Download to calling machine

This will return the backup data to the caller.

$ curl -J -L -O -X PUT "http://127.0.0.1:8080/xlist/backup"
 -H "Content-Type: application/json" \
 -d "{ \"destination\": { \"path\":\"\", \"type\": \"download\" }, \"lists\": { }}"

This will save the backup to the current directory with the ID of the backup. Alternatively curl -D -o backup.bin -X PUT .... can be used to save to a specific file. The ID of the backup will be returned.

Recompressing

The data is lightly compressed zstd stream. It can be further re-compressed using the zstd commandline:

zstd -c -d LaLh1KyaeUCu0WCaQ4.bin | zstd -T0 -19 -o 06-04-18-ranks-backup.zst

This command will recompress to level 19. Typically this will result in a further 1.5x reduction of data size. The recompressed stream can be used for restoring instead of the original.

This can of course also be done as part of the curl download:

curl -X PUT "http://127.0.0.1:8080/xlist/backup" \
-H "accept: application/octet-stream" -H "Content-Type: application/json" \
-d "{ \"destination\": { \"type\": \"download\" }, \"lists\": { \"match_metadata\": { \"country\": \"dk\" } }}" | zstd -d -c - | zstd -T0 -19 -o 06-04-18-ranks-backup.zst

Reduce -19 if this is too slow.

Restoring data

Restoring data is done by sending the binary data to the server:

$curl -i -T backup.bin -X POST "http://127.0.0.1:8080/xlist/restore"
HTTP/1.1 100 Continue

HTTP/1.1 200 OK
Content-Type: text/plain
Date: Fri, 31 May 2019 15:14:31 GMT
Content-Length: 0
{
  "errors": null,
  "restored": 2068,
  "skipped": 0
}

This will send the backup data in backup.bin to the server and restore lists. Lists are replaced on the server.

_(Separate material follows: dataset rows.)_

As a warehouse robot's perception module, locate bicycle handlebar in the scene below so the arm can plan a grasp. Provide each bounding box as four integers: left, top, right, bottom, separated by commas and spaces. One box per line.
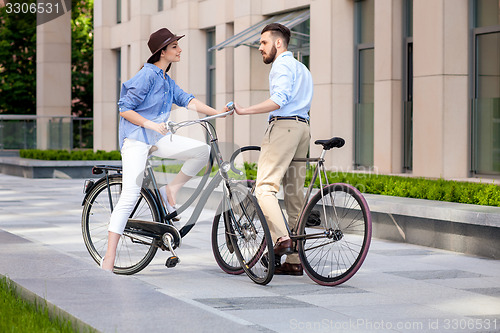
165, 102, 234, 134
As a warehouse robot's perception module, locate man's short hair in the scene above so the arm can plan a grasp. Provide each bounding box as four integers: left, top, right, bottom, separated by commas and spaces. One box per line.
260, 23, 291, 47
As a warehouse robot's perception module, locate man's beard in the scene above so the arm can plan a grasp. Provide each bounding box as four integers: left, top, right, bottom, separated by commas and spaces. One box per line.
262, 45, 278, 65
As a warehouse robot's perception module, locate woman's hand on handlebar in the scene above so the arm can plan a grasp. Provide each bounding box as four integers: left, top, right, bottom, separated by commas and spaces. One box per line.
142, 120, 168, 135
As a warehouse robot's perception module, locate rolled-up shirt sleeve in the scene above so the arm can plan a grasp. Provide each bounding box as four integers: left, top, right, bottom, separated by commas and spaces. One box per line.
169, 79, 194, 107
118, 71, 154, 112
269, 64, 294, 108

Note that the ReadTimeout in config must be set for a realistic value, otherwise no response is returned and restore may be interrupted.

# ReadTimeout is the maximum duration for reading the entire request, including the body.
ReadTimeout = "60m"

# WriteTimeout is the maximum duration before timing out writes of the response.
# It is reset whenever a new request's header is read.
WriteTimeout = "60m"

The backup will however keep running even if the connection is broken. Check status in the logs.

Restoring from S3

AWS must be configured as described in "Backup to S3".

To specify s3 as a source, use the src parameter with the s3://{bucket}/{path+file} syntax described above.

Example:

curl -X POST "http://127.0.0.1:8080/xlist/restore?src=s3%3A%2F%2Fbackup-bucket%2Fpath%2Ffile-backup.bin"

This will restore from the backup-bucket bucket and the file at path/file-backup.bin.

License

RankDB is licensed under BSD 3-Clause Revised License. See LICENSE file.

Contributing

You can contribute to the project by sending in a Pull Request.

Be sure to include tests for your pull requests. If you fix a bug, please add a regression test and make sure that new features have tests covering their functionality.